Complete paromomyid skeletons show that they were probably arboreal (tree-living). They would have moved in a similar manner as modern squirrels and treeshrews, relying on an agile bounding gait alongside strong hands and feet to grip trunks and branches. Compared to modern primates, they were probably most similar to marmosets and tamarins, sharing a rather small size (100-500 g) and a diet of mainly tree sap, fruit, and insects. Unlike living primates, the snout is rather long and the small eyes are on the side of the head, rather than the front. This probably indicates a greater reliance on smell rather than vision when foraging.

Paromomyids may have preferred cooler temperatures than most primates; they were most common during cooler intervals such as the mid-Paleocene (Torrejonian) and briefly again in the early Eocene (mid-Wasatchian).

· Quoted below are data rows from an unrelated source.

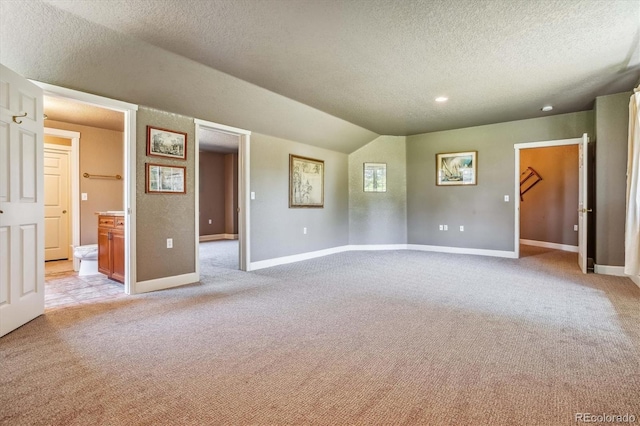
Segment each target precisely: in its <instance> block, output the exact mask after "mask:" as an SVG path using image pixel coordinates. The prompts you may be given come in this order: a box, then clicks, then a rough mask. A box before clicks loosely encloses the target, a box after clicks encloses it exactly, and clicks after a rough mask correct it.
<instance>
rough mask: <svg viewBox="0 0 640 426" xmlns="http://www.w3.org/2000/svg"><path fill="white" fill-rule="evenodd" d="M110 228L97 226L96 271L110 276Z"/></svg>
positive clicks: (110, 276)
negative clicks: (105, 227)
mask: <svg viewBox="0 0 640 426" xmlns="http://www.w3.org/2000/svg"><path fill="white" fill-rule="evenodd" d="M110 231H111V229H109V228H103V227H98V272H100V273H101V274H105V275H106V276H108V277H109V278H111V244H110V243H111V241H109V232H110Z"/></svg>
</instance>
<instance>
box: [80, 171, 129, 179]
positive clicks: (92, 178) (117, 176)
mask: <svg viewBox="0 0 640 426" xmlns="http://www.w3.org/2000/svg"><path fill="white" fill-rule="evenodd" d="M82 176H84V177H86V178H89V179H93V178H102V179H118V180H120V179H122V176H120V175H90V174H89V173H83V174H82Z"/></svg>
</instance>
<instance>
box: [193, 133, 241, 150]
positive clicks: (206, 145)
mask: <svg viewBox="0 0 640 426" xmlns="http://www.w3.org/2000/svg"><path fill="white" fill-rule="evenodd" d="M199 143H200V145H199V146H200V151H209V152H218V153H221V154H230V153H234V152H236V153H237V152H238V149H239V147H240V137H239V136H238V135H232V134H230V133H226V132H221V131H218V130H211V129H206V128H202V129H201V132H200V139H199Z"/></svg>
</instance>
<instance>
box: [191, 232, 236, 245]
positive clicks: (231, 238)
mask: <svg viewBox="0 0 640 426" xmlns="http://www.w3.org/2000/svg"><path fill="white" fill-rule="evenodd" d="M237 239H238V234H212V235H200V242H201V243H202V242H205V241H218V240H237Z"/></svg>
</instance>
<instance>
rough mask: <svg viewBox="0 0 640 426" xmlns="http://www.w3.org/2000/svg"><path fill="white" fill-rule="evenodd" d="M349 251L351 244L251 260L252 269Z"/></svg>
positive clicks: (312, 258)
mask: <svg viewBox="0 0 640 426" xmlns="http://www.w3.org/2000/svg"><path fill="white" fill-rule="evenodd" d="M345 251H349V246H339V247H332V248H330V249H324V250H317V251H310V252H307V253H300V254H294V255H291V256H283V257H276V258H273V259H267V260H260V261H258V262H251V266H250V268H249V270H250V271H257V270H258V269H264V268H271V267H272V266H278V265H286V264H287V263H294V262H300V261H301V260H309V259H315V258H317V257H323V256H328V255H330V254H336V253H343V252H345Z"/></svg>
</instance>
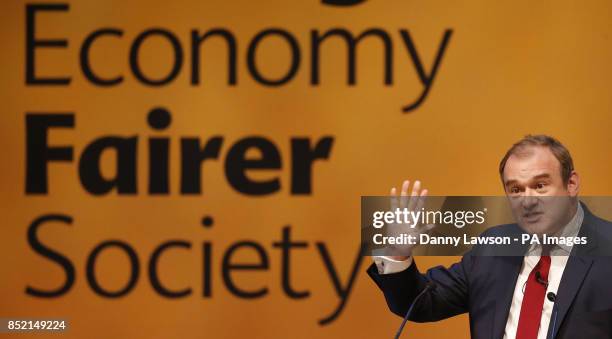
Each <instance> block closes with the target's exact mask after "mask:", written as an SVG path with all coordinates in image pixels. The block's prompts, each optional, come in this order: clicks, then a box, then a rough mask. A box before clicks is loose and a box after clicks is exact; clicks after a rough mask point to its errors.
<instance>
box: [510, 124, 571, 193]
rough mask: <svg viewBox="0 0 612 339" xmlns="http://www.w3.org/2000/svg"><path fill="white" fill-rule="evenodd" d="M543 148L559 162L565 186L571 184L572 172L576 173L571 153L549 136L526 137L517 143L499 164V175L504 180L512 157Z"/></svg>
mask: <svg viewBox="0 0 612 339" xmlns="http://www.w3.org/2000/svg"><path fill="white" fill-rule="evenodd" d="M536 146H543V147H548V149H550V151H551V152H552V154H554V156H555V158H557V160H559V164H560V165H561V178H562V179H563V184H565V185H567V184H568V182H569V178H570V176H571V175H572V171H574V161H573V160H572V156H571V155H570V154H569V151H568V150H567V148H565V146H563V144H561V143H560V142H559V140H557V139H555V138H553V137H551V136H548V135H543V134H540V135H526V136H525V137H524V138H523V139H521V140H519V141H518V142H516V143H515V144H514V145H512V147H510V149H509V150H508V152H506V155H505V156H504V158H503V159H502V161H501V162H500V163H499V175H500V176H501V178H502V181H503V180H504V168H505V167H506V162H507V161H508V158H510V156H511V155H514V154H521V153H526V151H525V148H527V147H536Z"/></svg>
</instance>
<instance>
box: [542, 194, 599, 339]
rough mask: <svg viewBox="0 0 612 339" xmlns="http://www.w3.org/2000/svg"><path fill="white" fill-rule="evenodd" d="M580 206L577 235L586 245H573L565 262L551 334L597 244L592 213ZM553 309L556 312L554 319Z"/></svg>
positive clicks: (555, 328) (596, 239)
mask: <svg viewBox="0 0 612 339" xmlns="http://www.w3.org/2000/svg"><path fill="white" fill-rule="evenodd" d="M582 207H583V210H584V220H583V221H582V226H581V227H580V232H579V233H578V236H580V237H586V238H587V244H586V246H579V245H574V247H573V248H572V252H571V253H570V257H569V258H568V260H567V264H565V269H564V270H563V276H562V277H561V283H560V284H559V289H558V290H557V301H556V302H555V308H554V309H553V314H552V315H551V319H550V326H549V331H548V332H549V333H548V335H551V334H552V333H551V330H552V331H554V332H553V333H554V334H555V335H556V334H557V333H559V328H560V327H561V324H562V323H563V320H564V319H565V316H566V315H567V312H568V310H569V308H570V306H571V305H572V303H573V302H574V298H575V297H576V294H577V293H578V291H579V290H580V286H582V282H583V281H584V278H586V275H587V273H588V272H589V269H590V268H591V265H593V260H594V259H593V254H595V253H596V251H595V250H596V249H597V246H598V245H597V240H598V236H597V232H596V230H595V229H594V226H593V221H592V220H593V215H592V214H591V212H590V211H589V210H588V209H587V208H586V205H584V204H582ZM555 311H556V312H557V315H556V319H555Z"/></svg>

On the other hand, they were very rare during hot intervals such as the Paleocene-Eocene Thermal Maximum (PETM) and the Early Eocene Climatic Optimum (EECO). The EECO may have pushed paromomyids to the brink of extinction, as their fossils continue to be very rare after the early Eocene.

Paromomyids are often considered close relatives to some members of the families Palaechthonidae and Picrodontidae. Together, they form a broader subgroup of Plesiadapiformes, known as Paromomyoidea. Most paromomyid genera appear to be paraphyletic. Historically, a few studies argued that paromomyids were gliding mammals within the order Dermoptera (modern colugos or "flying lemurs"). This argument was debunked when better-preserved skeletons revealed a complete lack of gliding adaptations.